Any suggestions on how to tune this?
Note that we are currently just trying to tune this with the robot sitting on the ground, so the elevator is not bearing any weight. I suspect things will be different while hanging, but I wanted to get a feel for tuning before hanging the robot. Is there a chance that we won’t get the overshoot under load? (The good news is that if I overshoot while extending the arm, the winch will just overrotate and wind up a little rope and then go back to the right spot so my arm will end up at the highest point.)
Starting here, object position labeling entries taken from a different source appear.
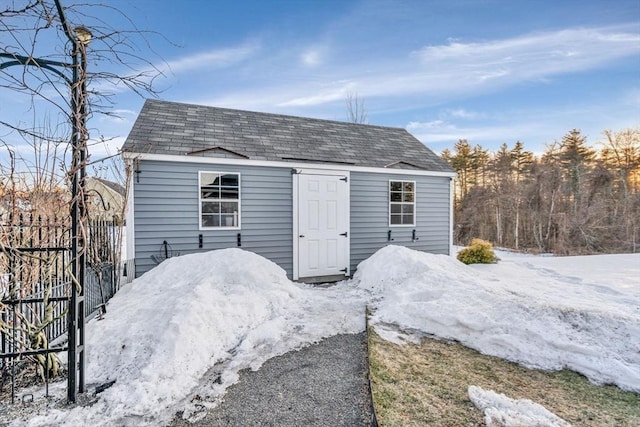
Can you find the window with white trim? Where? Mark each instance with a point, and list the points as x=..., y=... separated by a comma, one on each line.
x=219, y=200
x=402, y=203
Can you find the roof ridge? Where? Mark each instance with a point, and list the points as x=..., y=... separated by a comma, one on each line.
x=290, y=116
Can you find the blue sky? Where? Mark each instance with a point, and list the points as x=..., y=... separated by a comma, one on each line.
x=490, y=71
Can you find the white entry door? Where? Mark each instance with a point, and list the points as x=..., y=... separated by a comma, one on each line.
x=323, y=225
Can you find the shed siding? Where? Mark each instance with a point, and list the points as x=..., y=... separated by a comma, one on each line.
x=370, y=215
x=166, y=208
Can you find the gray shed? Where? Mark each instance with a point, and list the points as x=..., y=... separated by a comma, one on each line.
x=314, y=196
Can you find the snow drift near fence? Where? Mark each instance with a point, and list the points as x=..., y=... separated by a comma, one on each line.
x=512, y=310
x=163, y=331
x=234, y=309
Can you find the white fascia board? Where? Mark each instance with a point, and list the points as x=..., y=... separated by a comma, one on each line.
x=278, y=164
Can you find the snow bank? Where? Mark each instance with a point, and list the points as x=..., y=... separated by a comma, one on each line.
x=501, y=411
x=516, y=310
x=165, y=330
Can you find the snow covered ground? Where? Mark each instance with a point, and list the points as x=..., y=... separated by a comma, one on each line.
x=233, y=309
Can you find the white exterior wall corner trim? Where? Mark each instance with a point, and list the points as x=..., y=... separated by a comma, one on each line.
x=451, y=212
x=280, y=164
x=130, y=221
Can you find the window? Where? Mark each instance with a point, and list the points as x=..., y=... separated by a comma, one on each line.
x=402, y=203
x=219, y=200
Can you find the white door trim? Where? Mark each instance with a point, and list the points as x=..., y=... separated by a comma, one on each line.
x=296, y=212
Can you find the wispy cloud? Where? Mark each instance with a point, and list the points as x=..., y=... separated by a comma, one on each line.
x=312, y=57
x=458, y=68
x=531, y=56
x=212, y=59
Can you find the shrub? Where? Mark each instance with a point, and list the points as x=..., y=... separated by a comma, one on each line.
x=479, y=252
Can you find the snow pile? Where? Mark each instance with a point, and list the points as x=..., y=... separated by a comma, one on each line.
x=513, y=310
x=501, y=411
x=165, y=330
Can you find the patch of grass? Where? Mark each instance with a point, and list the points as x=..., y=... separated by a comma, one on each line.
x=426, y=385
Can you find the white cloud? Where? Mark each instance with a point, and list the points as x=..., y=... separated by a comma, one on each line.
x=212, y=59
x=454, y=69
x=531, y=56
x=311, y=57
x=461, y=113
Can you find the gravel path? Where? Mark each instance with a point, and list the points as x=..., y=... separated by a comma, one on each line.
x=325, y=384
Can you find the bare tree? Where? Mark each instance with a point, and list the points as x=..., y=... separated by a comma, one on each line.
x=46, y=60
x=356, y=111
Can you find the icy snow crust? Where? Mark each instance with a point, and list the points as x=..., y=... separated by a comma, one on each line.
x=520, y=309
x=164, y=331
x=502, y=411
x=234, y=309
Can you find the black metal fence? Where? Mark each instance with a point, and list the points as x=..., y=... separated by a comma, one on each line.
x=35, y=285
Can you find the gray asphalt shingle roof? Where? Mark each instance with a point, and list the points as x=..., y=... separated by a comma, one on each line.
x=196, y=130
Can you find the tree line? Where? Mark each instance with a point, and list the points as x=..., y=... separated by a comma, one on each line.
x=573, y=198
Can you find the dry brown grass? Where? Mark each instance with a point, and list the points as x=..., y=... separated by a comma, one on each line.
x=426, y=385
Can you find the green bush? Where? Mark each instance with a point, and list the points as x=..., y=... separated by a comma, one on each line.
x=479, y=252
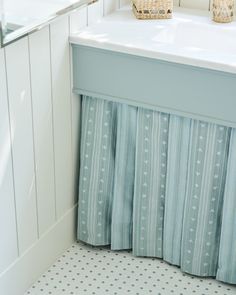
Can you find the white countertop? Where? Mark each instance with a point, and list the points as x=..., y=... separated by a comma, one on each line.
x=186, y=38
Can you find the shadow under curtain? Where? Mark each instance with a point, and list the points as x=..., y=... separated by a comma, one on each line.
x=159, y=184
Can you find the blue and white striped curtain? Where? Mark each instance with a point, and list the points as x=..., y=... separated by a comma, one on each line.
x=160, y=184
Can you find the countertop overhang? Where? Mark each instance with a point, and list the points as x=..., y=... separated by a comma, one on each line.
x=187, y=38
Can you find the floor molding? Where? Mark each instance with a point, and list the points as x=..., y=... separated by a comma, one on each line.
x=17, y=278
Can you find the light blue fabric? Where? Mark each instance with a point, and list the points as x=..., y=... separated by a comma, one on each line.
x=227, y=256
x=159, y=184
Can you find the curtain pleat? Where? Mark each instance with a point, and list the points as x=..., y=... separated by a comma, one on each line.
x=227, y=256
x=178, y=145
x=122, y=214
x=160, y=184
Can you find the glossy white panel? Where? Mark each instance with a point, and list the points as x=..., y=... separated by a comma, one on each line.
x=196, y=4
x=61, y=89
x=39, y=44
x=109, y=6
x=124, y=2
x=176, y=2
x=77, y=22
x=18, y=74
x=95, y=12
x=78, y=19
x=8, y=233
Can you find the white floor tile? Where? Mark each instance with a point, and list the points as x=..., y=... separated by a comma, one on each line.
x=86, y=270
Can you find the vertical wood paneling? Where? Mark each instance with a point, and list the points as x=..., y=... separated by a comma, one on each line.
x=8, y=232
x=61, y=89
x=78, y=19
x=196, y=4
x=39, y=44
x=17, y=58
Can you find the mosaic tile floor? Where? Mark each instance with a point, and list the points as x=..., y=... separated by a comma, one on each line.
x=85, y=270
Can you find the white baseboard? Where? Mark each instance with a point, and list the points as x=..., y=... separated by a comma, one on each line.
x=18, y=277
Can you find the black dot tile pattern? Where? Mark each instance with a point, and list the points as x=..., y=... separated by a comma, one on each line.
x=87, y=270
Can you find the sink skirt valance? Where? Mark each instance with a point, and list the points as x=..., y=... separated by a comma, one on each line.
x=159, y=184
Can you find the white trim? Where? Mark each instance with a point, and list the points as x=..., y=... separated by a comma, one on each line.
x=16, y=279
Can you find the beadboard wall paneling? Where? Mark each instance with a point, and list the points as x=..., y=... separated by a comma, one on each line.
x=62, y=115
x=19, y=96
x=39, y=135
x=39, y=47
x=95, y=12
x=78, y=20
x=8, y=232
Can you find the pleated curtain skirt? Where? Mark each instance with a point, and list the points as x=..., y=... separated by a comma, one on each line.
x=159, y=184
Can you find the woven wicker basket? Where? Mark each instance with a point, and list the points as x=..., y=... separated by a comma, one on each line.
x=152, y=9
x=223, y=11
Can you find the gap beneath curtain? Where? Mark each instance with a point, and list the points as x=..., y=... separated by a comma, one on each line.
x=160, y=184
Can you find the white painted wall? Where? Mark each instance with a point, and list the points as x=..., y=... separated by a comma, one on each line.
x=39, y=140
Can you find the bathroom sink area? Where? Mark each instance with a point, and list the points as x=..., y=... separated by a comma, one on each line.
x=160, y=64
x=186, y=38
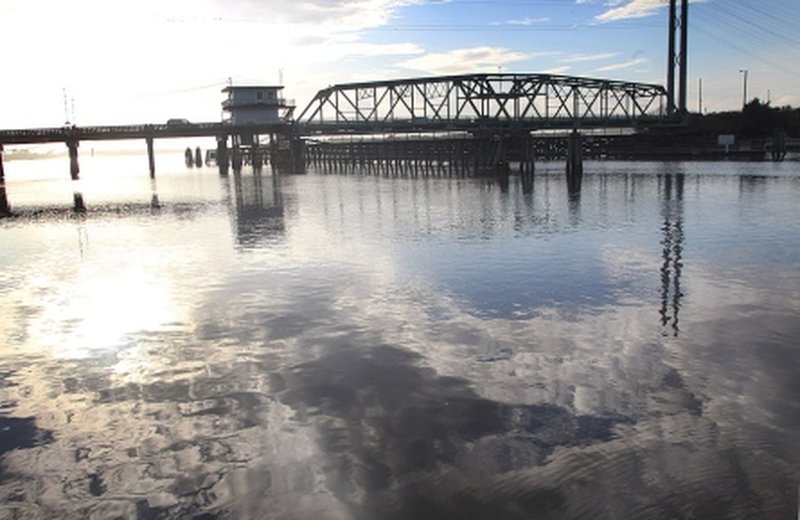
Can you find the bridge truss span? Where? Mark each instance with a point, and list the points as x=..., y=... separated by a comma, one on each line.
x=521, y=101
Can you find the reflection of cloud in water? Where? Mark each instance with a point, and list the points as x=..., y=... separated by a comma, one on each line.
x=323, y=381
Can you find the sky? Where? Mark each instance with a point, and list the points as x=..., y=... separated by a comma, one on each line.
x=145, y=61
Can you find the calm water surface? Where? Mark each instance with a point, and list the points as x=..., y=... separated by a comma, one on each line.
x=371, y=347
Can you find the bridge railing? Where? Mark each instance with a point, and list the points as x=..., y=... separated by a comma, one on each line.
x=536, y=100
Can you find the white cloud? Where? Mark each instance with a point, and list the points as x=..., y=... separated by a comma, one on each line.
x=589, y=57
x=633, y=9
x=622, y=65
x=527, y=21
x=622, y=10
x=464, y=60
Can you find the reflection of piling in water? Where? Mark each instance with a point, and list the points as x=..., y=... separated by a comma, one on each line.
x=78, y=205
x=672, y=251
x=187, y=157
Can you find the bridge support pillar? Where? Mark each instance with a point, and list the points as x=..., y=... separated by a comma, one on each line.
x=236, y=154
x=74, y=166
x=151, y=158
x=574, y=162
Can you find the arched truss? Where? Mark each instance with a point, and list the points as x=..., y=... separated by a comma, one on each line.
x=523, y=101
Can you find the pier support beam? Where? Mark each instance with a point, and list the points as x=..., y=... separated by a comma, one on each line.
x=222, y=154
x=74, y=166
x=5, y=210
x=298, y=151
x=574, y=162
x=151, y=158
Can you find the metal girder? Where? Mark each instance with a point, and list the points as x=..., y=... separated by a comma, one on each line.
x=528, y=101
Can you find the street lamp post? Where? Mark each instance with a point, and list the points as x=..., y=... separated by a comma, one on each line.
x=744, y=87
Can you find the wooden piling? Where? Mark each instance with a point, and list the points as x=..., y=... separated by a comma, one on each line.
x=4, y=208
x=574, y=162
x=151, y=157
x=222, y=154
x=74, y=166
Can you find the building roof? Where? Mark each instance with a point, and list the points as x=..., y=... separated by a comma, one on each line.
x=251, y=87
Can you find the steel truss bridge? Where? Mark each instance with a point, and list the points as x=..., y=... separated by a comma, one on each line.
x=517, y=102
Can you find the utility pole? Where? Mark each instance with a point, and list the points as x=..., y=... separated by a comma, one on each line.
x=684, y=53
x=744, y=87
x=699, y=95
x=680, y=60
x=671, y=58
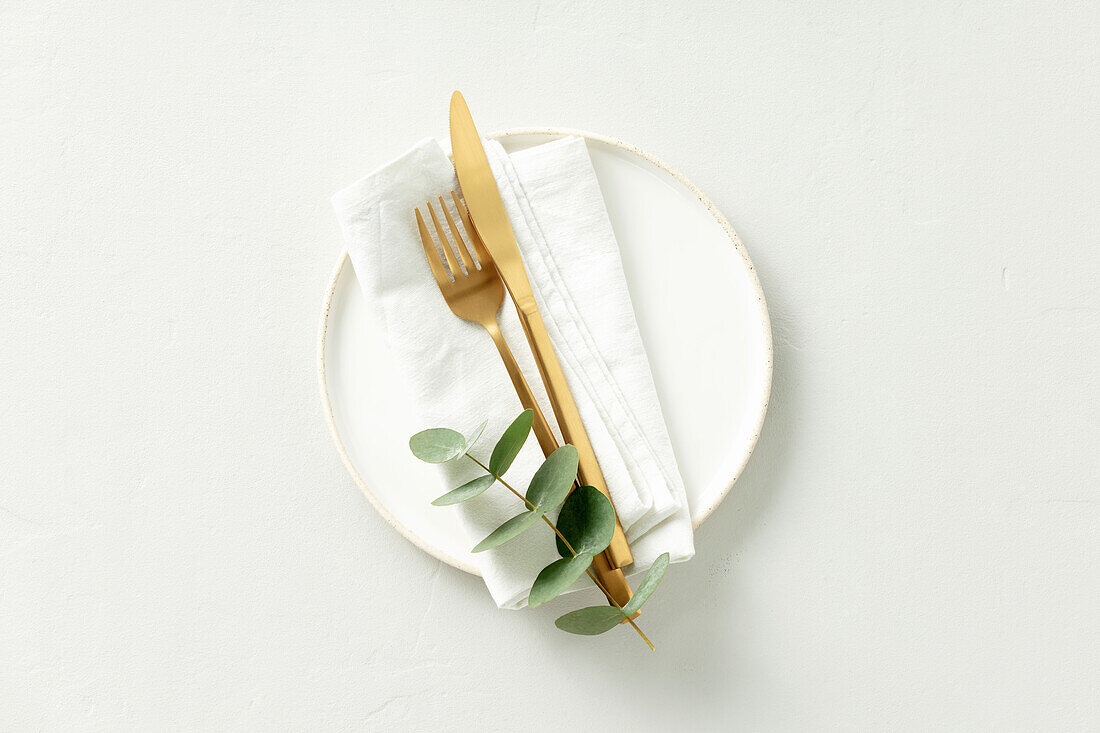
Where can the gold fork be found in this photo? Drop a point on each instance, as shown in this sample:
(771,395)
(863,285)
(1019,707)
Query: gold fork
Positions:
(474,292)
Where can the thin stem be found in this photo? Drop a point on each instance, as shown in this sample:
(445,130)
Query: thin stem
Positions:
(572,551)
(507,485)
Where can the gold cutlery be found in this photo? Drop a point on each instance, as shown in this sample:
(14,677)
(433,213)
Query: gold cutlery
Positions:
(491,222)
(474,292)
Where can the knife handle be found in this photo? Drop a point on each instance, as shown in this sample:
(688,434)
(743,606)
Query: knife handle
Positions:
(612,579)
(569,422)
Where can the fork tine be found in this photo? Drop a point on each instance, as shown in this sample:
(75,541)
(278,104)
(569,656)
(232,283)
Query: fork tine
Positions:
(431,253)
(466,259)
(451,261)
(483,256)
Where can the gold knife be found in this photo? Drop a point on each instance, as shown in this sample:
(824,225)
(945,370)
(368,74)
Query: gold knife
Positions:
(486,210)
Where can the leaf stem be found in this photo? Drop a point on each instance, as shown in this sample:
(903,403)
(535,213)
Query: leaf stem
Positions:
(507,485)
(572,551)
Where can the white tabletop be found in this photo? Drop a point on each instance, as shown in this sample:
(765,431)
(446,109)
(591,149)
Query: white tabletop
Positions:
(914,545)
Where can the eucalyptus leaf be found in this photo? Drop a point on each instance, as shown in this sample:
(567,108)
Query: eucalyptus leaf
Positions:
(509,529)
(587,521)
(466,491)
(648,586)
(557,578)
(552,481)
(510,442)
(591,621)
(438,445)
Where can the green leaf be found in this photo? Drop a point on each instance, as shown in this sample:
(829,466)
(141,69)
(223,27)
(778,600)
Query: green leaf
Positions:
(475,435)
(591,621)
(648,586)
(552,481)
(469,490)
(509,529)
(438,445)
(510,442)
(557,578)
(587,521)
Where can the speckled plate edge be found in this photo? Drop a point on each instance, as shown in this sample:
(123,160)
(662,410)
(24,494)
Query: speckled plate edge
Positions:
(726,227)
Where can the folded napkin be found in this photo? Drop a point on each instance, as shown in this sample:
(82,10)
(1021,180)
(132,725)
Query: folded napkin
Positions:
(455,379)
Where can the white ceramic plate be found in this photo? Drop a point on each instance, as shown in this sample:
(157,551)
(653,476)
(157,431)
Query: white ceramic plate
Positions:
(703,320)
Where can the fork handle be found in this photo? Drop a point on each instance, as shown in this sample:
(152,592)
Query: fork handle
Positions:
(613,580)
(547,440)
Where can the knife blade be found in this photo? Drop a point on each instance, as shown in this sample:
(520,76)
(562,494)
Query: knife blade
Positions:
(491,220)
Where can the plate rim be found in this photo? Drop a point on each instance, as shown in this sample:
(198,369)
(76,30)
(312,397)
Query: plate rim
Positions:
(712,209)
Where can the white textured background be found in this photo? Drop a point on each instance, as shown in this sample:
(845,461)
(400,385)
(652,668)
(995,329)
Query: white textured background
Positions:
(915,544)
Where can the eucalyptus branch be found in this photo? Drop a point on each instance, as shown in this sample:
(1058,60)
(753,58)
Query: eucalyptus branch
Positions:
(572,551)
(584,515)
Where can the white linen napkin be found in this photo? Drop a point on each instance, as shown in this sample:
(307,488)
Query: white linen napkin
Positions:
(455,378)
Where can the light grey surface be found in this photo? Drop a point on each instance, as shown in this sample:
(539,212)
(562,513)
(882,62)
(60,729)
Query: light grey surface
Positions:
(914,545)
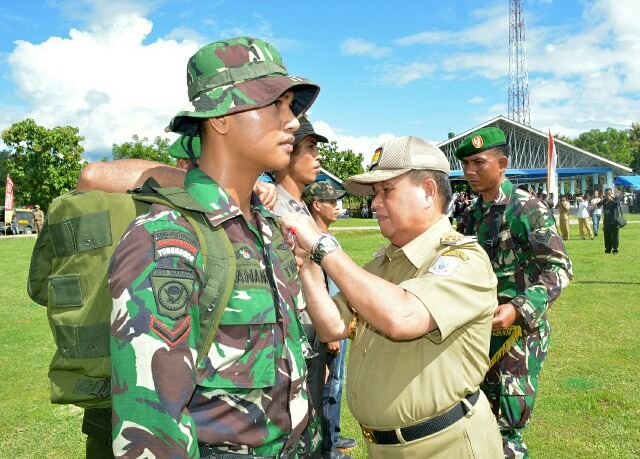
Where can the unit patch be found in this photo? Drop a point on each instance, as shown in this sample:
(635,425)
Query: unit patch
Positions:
(175,244)
(172,289)
(444,266)
(244,253)
(456,253)
(543,236)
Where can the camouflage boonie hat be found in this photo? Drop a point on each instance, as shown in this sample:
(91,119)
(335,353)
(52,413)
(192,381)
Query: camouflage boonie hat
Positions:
(178,149)
(481,140)
(236,75)
(321,190)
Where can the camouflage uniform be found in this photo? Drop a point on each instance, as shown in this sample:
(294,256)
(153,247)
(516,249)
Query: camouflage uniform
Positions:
(316,361)
(249,394)
(532,268)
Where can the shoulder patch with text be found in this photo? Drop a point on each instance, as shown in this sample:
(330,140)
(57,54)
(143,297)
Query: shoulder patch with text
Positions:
(175,244)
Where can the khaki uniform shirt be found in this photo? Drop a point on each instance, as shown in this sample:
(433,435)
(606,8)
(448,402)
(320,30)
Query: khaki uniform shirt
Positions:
(392,384)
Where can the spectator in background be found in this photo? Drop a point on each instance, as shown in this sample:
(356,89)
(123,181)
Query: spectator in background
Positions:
(596,211)
(563,207)
(582,203)
(611,210)
(14,224)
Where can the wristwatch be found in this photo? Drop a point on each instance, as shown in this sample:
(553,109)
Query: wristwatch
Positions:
(325,245)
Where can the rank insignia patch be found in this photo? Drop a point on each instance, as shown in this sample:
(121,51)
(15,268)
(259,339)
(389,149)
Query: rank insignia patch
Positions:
(172,289)
(543,236)
(171,336)
(444,266)
(175,244)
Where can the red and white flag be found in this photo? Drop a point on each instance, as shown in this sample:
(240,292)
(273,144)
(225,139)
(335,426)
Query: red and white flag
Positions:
(552,176)
(8,195)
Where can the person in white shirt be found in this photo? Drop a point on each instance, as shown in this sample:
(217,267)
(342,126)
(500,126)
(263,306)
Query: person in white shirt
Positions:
(596,214)
(582,203)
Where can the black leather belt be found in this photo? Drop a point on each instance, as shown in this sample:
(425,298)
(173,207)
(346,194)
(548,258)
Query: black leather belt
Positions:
(211,452)
(429,427)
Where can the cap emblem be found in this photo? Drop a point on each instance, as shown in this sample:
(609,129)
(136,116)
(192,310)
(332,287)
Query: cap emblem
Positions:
(375,159)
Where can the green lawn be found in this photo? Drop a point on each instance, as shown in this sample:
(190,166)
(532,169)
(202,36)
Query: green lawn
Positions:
(589,405)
There are a couple things you should probably take note of:
You can’t tune feedback control loops in an unloaded environment and expect them to work in a loaded environment. What’s more, unloaded mechanisms have much smaller time constants than loaded mechanisms, so they’re generally harder to control (the faster the mechanism moves, the faster your loop frequency and measurements have to be).
IIRC, SmartMotion follows profiles by cascading to the SparkMax’s internal velocity controller. However, the SparkMax has a hardcoded filter on that it applies to its NEO velocity measurements that adds a sensor delay of about 110ms. This has huge effects on the performance of the feedback controller. For reference, here are optimal feedback gains for a drivetrain with and without this delay - note the factor of 50 difference:
If you use position control on the SparkMax along with a trapezoidal profile on the RIO, you should not have any trouble.
As for getting gains, you can obtain good estimates of kG, kV, and kA from ReCalc, and use these to find optimal PID gains in SysId’s theoretical mode (nab the latest version off of github to gain access to this feature).
I realize that I will have to re-tune for a hanging robot. I was just trying to make sure I understood the system before doing that. (I hope that doesn’t sound snarky. It isn’t meant to.)
We really haven’t dug into all the motion profiling capabilities that are available. I found the SparkMax Smart Motion and it sounded like it would do what we want. But if there is a delay in the loop, I can see where the overshoot could come from. So if I understand correctly, you are suggesting that we use an edu.wpi.first.math.trajectory.TrapezoidProfile and the SparkMax internal PID in kPosition mode? That would follow the example from Trapezoidal Motion Profiles in WPILib — FIRST Robotics Competition documentation?
And since I have a rotating arm and an elevator, I could use the ArmFeedForward and ElevatorFeedForward in place of the SimpleMotorFeedForward shown in the example. That sounds pretty cool. Now to see if I can get my (almost) all rookie programming team to understand this and implement it.